The third method is the simplest: just don’t monitor your mikes in the headphones while recording. If you’re playing reasonably loud, you probably don’t need to.
FIG. 2. Using the scissors tool in Steinberg Cubase 4 to snip an audio clip into two pieces. The pop-up data display by the scissors shows the position of the cut in bars, beats, sixteenths, and clock ticks.
Pushing And Dragging. Let’s look at a different scenario. You’ve recorded the track, you like the take, but you were pushing or dragging a little in one particular section. Or maybe it’s a single hit that’s just a tad early or late and you’d like to tighten it up.
Computers excel at this type of editing. Essentially, all you need to do is grab the scissors tool, click the tool before and after the offending audio region in order to isolate it (FIG. 2), and then grab the region with the mouse and slide it forward or backward until your performance locks with the rest of the tracks. Your owner’s manual will provide details on the mouse tools and how to use them.
If you recorded your drums using multiple mikes, you’ll need to move all of the drum tracks exactly the same amount. To do this, you’ll need to select all of the drum audio before using the scissors tool so that the cuts will be in the same places. You’ll also need to select all of the regions before dragging them. If you don’t, you’re pretty much guaranteed to end up with a mess.
Rather than relying on your ears, you may find it helpful to view the waveforms of other tracks while dragging audio. If a kick is a bit early, you may want to align it with the corresponding bass note. Position the tracks next to one another, zoom them in far enough to see exactly where the bass note starts, and then drag the drum region forward or backward so that the two waveforms line up.
When you start cutting and sliding tracks, you may find that you’re introducing new audio glitches. Your first line of defense is to always cut audio regions apart at zero crossings. A zero crossing is the place in the waveform where it crosses the line running horizontally along the middle of the track (FIG. 3). If you haven’t snipped the waveform at a zero crossing, when you move it you’ll hear a click on playback.

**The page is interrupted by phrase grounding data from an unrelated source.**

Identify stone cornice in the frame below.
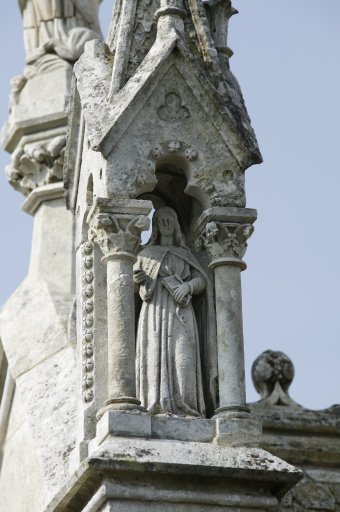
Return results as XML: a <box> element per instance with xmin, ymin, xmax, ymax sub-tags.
<box><xmin>21</xmin><ymin>182</ymin><xmax>65</xmax><ymax>216</ymax></box>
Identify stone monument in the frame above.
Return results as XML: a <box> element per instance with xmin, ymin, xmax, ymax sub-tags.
<box><xmin>4</xmin><ymin>1</ymin><xmax>333</xmax><ymax>511</ymax></box>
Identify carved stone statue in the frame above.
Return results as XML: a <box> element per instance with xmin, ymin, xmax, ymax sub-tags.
<box><xmin>19</xmin><ymin>0</ymin><xmax>101</xmax><ymax>63</ymax></box>
<box><xmin>133</xmin><ymin>207</ymin><xmax>218</xmax><ymax>418</ymax></box>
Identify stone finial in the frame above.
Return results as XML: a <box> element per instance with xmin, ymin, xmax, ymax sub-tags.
<box><xmin>251</xmin><ymin>350</ymin><xmax>301</xmax><ymax>409</ymax></box>
<box><xmin>204</xmin><ymin>0</ymin><xmax>238</xmax><ymax>58</ymax></box>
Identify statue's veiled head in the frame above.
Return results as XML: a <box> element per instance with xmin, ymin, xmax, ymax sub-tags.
<box><xmin>148</xmin><ymin>207</ymin><xmax>187</xmax><ymax>248</ymax></box>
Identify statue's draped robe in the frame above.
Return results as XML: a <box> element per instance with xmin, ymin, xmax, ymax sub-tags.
<box><xmin>135</xmin><ymin>246</ymin><xmax>217</xmax><ymax>418</ymax></box>
<box><xmin>19</xmin><ymin>0</ymin><xmax>100</xmax><ymax>62</ymax></box>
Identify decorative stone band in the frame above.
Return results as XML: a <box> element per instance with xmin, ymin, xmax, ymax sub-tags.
<box><xmin>81</xmin><ymin>241</ymin><xmax>95</xmax><ymax>404</ymax></box>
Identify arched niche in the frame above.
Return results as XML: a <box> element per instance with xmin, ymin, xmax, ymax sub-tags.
<box><xmin>139</xmin><ymin>161</ymin><xmax>203</xmax><ymax>244</ymax></box>
<box><xmin>133</xmin><ymin>162</ymin><xmax>216</xmax><ymax>419</ymax></box>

FIG. 3. A stereo drum track loaded into Steinberg WaveLab 6 for editing. The left channel is in the top half of the view area and the right channel is in the bottom half. The zero crossings are the spots where the waveform (the squiggly line) crosses the dotted line. The area in inverse video (at right) has been selected for an edit operation; I’ve chosen a zero crossing for the start of the edit in order to avoid clicks and pops.

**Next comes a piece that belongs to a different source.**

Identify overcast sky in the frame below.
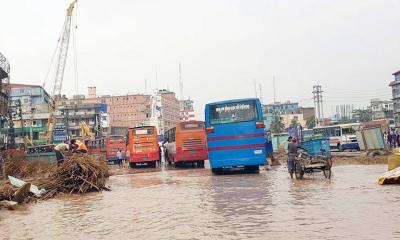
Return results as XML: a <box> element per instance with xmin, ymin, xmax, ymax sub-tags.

With stereo or multitrack recordings, you probably won’t be able to find a zero crossing at the same spot on all of the tracks. In this case, you can apply a quick fade-out and fade-in (no more than a millisecond or two) to the edges of the audio regions to eliminate the clicks.
When snipping audio apart with the scissors tool or dragging it forward or backward in a track, you need to be aware of the timing resolution with which edits are handled. With some software, zooming in on the waveform image will allow you to make very fine adjustments. Other programs may “snap” the audio segment to the smallest increments in the time ruler (see the discussion of PPQ in the “Units” sidebar). If the audio segment jumps when you try to nudge it only slightly, check the manual and look in the program’s Preferences box for a way to change that setting.
Cop A Feel. The point of these computer audio shenanigans is to produce tracks that feel right. The bad news is that the computer turns the question of musical feel into a series of mathematical abstractions. The good news is that if you’re prepared to deal with the abstractions, computer recorders put some amazing tools at your fingertips.